Welcome to the Live Shopping era

Nine months ago, Zoreen Kabani was consumed by an overwhelming sense of ennui. She felt stagnant and frankly bored with the job she had held for the past nine years. So the 35-year-old financial adviser switched to another firm – then promptly quit two weeks later. It wasn’t where she was working, she realized, but what she did.

It wasn’t until her brother introduced her to it What not, a live-streaming shopping platform-cum-online marketplace that co-founder Grant LaFontaine describes as “eBay meets Twitch,” as she found her calling. For the first few months, Kabani was a spectator, tuning in to live streams and getting to know the streamers before going live for the first time in June.

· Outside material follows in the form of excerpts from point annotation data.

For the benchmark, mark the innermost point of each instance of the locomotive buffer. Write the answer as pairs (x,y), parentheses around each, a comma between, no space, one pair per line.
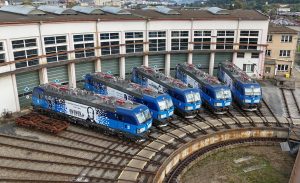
(187,101)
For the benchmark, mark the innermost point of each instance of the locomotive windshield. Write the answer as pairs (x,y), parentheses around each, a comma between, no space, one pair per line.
(143,116)
(193,97)
(223,94)
(252,91)
(165,104)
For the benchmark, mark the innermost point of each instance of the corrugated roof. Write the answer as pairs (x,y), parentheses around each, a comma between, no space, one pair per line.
(57,10)
(281,29)
(217,11)
(6,17)
(166,10)
(22,9)
(203,14)
(115,10)
(88,10)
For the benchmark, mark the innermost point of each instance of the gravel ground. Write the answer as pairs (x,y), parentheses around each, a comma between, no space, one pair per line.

In the months that followed, Kabani had sold an estimated 6,000 products, gained a following of nearly 10,000, and earned $12,000 in his first month alone, and remarkably $50,000 in the first three.

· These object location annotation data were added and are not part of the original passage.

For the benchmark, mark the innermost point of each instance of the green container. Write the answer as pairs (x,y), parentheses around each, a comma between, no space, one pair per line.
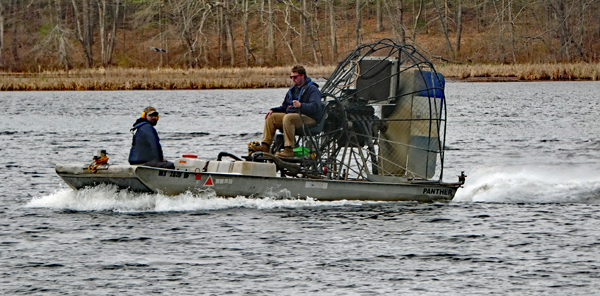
(301,151)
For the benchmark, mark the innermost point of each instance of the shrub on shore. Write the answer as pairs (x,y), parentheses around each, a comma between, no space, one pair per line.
(261,77)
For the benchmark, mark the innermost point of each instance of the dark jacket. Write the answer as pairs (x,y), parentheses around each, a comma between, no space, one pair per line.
(310,97)
(145,146)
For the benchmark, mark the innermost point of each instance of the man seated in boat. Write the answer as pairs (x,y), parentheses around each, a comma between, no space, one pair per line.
(303,99)
(145,148)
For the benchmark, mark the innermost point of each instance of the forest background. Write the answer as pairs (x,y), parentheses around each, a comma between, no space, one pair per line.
(526,39)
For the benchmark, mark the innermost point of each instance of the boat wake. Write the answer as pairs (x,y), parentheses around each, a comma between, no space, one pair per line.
(110,198)
(540,184)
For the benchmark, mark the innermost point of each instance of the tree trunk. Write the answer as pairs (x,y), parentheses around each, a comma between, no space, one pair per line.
(245,25)
(358,22)
(229,31)
(332,30)
(2,12)
(444,28)
(270,29)
(458,24)
(379,16)
(15,39)
(401,21)
(84,29)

“I fell in love with it right away, and now what’s not is my life,” says the Dallas-Fort Worth-based streamer, who adheres to a strict Monday through Friday schedule, going live at 10:00 PM ET to an audience ranging from 85 to 200 people, selling clothes that she sources from anywhere, from online sales to thrift stores and other people’s closets. “I treat this like my corporate job. I’m constantly shopping—and that’s been my thing: dressing up and looking cute. It’s something my customers look for, to see what I’m wearing.”

Her story—one of succeeding in live streaming as a one-woman show and making a living from it—serves as a testament to what many predict will be the next frontier for e-commerce: the live shopping era. We’ve already seen the live feature across social media, namely Instagram, YouTube and TikTok. But as live streams exist right now, from a shopping angle, they’re everywhere. No one has definitively cracked the code, so to speak. This means they all exude different vibes, formats and formulas, depending on the streamer, fixture and platform.

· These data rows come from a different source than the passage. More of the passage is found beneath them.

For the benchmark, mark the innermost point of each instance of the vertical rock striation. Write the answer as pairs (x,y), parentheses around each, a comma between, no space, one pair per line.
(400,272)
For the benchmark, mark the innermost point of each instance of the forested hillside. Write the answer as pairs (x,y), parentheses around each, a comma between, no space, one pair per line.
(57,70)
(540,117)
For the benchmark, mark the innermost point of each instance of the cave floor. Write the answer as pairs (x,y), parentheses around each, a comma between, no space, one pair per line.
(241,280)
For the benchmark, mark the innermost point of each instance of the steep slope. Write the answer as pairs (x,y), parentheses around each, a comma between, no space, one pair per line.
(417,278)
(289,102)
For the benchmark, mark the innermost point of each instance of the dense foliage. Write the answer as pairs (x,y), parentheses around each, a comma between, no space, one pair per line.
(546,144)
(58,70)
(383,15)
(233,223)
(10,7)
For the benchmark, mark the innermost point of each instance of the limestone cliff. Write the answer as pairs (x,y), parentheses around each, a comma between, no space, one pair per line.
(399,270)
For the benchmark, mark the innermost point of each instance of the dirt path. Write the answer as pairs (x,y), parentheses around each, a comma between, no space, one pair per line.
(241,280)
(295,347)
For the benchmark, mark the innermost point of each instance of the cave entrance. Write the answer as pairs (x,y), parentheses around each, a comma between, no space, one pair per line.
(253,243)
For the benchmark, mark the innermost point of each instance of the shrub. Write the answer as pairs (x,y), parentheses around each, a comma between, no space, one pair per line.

Amazon recently relaunched its livestream platform (the tech giant’s first attempt in 2016 was met with little fanfare), increasing the feature by partnering with its influencer program (including, for example, Lala Kent and JoJo Fletcher) to ensure success. YouTube hosted “YouTube to You,” a weeklong holiday event featuring shoppable shorts and long-form videos featuring more than 30 content creators and brands—one of which included a joint partnership between Ulta Beauty, Tula Skincare, and YouTubers​.Manny MUA, Amber Scholl, May Phamand Allyiah’sFace to a highly produced live stream (complete with a stage, a director and teleprompters) that felt like QVC meets HSN for the digital age. On Whatnot, some streams resemble auctions (super chaotic, super high energy, with bids, giveaways and all). And on Verishopan online retailer that boasts a list of more than 4,000 independent brands, others are incredibly low-key and no-frills – a streamer who simply talks to the camera.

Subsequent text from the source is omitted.